Why does AI keep making things up that aren't true?
It all comes down to how these systems are trained, according to researchers.
ChatGPT is the most well-known and widely used large language model. Still, it can provide answers that contain possible errors.(Photo: Matt Rourke, AP, NTB)
You may have experienced it yourself. Sometimes one of the large AI models gives you answers that appear to be correct.
It may seem confident, but it can turn out to be completely made up.
This is a fundamental problem in language models, and hallucinations continue to be an issue even in the most advanced models, according to an article written by several researchers at OpenAI, the company behind the most well-known language model, ChatGPT.
The article is available on the preprint archive Arxiv, but it has not been peer-reviewed.
Still, it has sparked debate among researchers about how to handle uncertainty in language models, Erik Velldal tells Science Norway.
Annonse
He is a professor at the University of Oslo's Department of Infomatics.
Another researcher believes that OpenAI's proposed solution could completely undermine people's relationship with these AI models. More on that later.
But first – how do these hallucinations actually happen? And what should the models do when they don't have a good answer to a question?
Erik Velldal, professor of informatics.(Photo: University of Oslo)
"Things can go wrong"
Hallucinations are a completely normal part of how language models work, Velldal tells Science Norway.
"The models are probability distributions over sequences of words, not databases of facts about the world," he says.
In other words, the sentences produced by models like ChatGPT are the result of probability calculations. Each word is chosen based on what’s most likely to follow the previous one.
As a result, things can occasionally go off track.
"Things can go wrong, especially when it comes to topics that are poorly represented in their training data," says Velldal.
That’s when models might start producing answers that sound plausible but aren’t true. For example, fictional studies.
"It can make up something that sounds likely, invent both titles and references that seem real. Maybe it even uses the names of real researchers as authors," he says.
The researchers behind the article note that during training, models are rewarded for guessing, but not for expressing uncertainty.
Multiple choice
When AI models are trained, different types of tests are used to evaluate how good they are. These can also be multiple-choice-type tests where the models have clearly defined answer options to choose from.
Annonse
This can be compared to humans taking such tests, the researchers write in the article. It's better to guess, because then there's at least a chance to get it right.
"The problem is that the model is not rewarded for acknowledging that there's something it doesn't know and therefore just guesses," says Velldal.
The researchers suggest introducing an 'I don't know' option.
This would allow models to learn to express uncertainty rather than making things up. Velldal believes this could lead to fewer hallucinations – if it becomes part of how models are evaluated during training.
However, he adds that this approach might not easily apply to longer, open-ended tasks such as writing essays or summarising research.
"When people ask models to summarise knowledge or write about a certain topic, it’s much harder to see how that proposal would work," says Velldal.
Still a persistent problem
Hallucinations remain an ongoing challenge.
A very recent example comes from the Norwegian Broadcasting Corporation NRK, which let language models answer news-related questions from public broadcaster websites.
45 per cent of the answers contained significant errors, including made-up news articles with fake links, according to NRK (link in Norwegian).

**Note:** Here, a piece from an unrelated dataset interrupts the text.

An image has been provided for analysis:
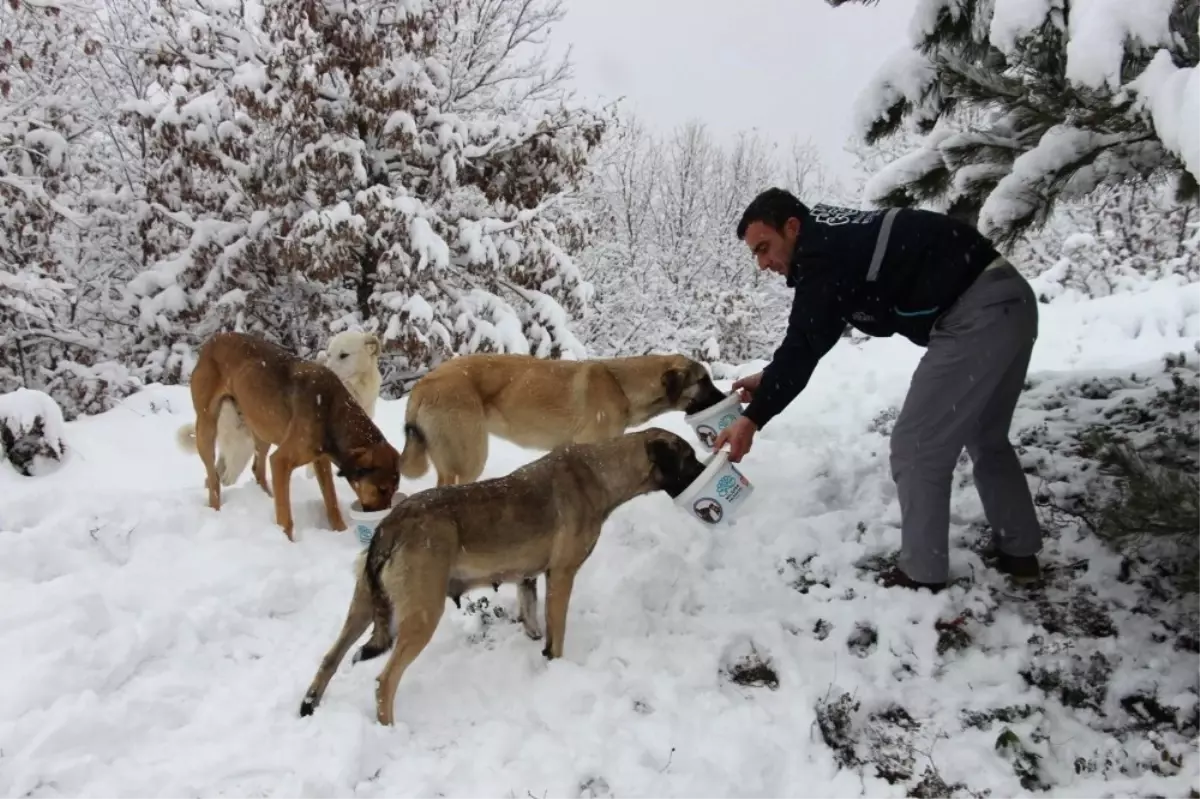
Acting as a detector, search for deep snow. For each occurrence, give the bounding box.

Even so, Velldal says the situation has improved over the past year.
"That's mainly because language models are increasingly used in combination with internet searches and external tools. That helps ground the answers in real information," he says.

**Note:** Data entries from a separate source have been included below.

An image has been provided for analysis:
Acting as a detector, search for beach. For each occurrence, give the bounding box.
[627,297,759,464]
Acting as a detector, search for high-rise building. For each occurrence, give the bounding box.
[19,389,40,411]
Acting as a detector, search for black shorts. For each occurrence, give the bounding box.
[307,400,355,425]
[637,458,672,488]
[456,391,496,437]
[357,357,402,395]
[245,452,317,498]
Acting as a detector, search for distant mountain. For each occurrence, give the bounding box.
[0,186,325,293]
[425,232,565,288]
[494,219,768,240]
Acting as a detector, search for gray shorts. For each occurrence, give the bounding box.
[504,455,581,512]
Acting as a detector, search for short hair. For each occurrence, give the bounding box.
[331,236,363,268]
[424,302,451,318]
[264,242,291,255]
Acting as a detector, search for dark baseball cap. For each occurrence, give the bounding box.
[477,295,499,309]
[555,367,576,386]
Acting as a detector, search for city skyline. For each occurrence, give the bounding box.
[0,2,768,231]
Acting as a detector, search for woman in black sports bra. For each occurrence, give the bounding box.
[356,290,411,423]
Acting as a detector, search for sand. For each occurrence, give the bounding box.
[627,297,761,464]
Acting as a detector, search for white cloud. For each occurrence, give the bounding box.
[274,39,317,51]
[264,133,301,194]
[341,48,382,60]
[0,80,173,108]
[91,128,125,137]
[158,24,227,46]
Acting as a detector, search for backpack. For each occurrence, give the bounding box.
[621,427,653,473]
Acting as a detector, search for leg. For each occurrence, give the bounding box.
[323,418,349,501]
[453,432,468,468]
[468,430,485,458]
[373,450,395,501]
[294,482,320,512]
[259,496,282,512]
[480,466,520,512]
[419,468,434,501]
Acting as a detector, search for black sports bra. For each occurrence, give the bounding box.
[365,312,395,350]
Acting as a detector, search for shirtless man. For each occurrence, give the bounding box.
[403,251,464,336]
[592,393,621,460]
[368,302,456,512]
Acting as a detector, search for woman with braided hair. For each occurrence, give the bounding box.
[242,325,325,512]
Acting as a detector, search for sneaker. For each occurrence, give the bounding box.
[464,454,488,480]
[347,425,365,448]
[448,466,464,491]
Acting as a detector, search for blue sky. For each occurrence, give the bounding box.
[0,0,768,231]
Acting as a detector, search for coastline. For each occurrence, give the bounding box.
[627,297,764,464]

But should the models get better at communicating uncertainty?
According to the data presented in the article, he argues this approach could result in a large language model beginning its responses with I don't know roughly one-third of the time.
"Users accustomed to receiving confident answers to virtually any question would likely abandon such systems rapidly," he believes.
Velldal does not entirely agree.
"Of course, people want clear answers, but not if they're wrong. I’d prefer the model to admit it doesn’t know, but it also shouldn’t become overly cautious," he says.
Velldal points out that a model that too often responds with 'I can't help you with that' out of fear of being wrong won't be very useful either.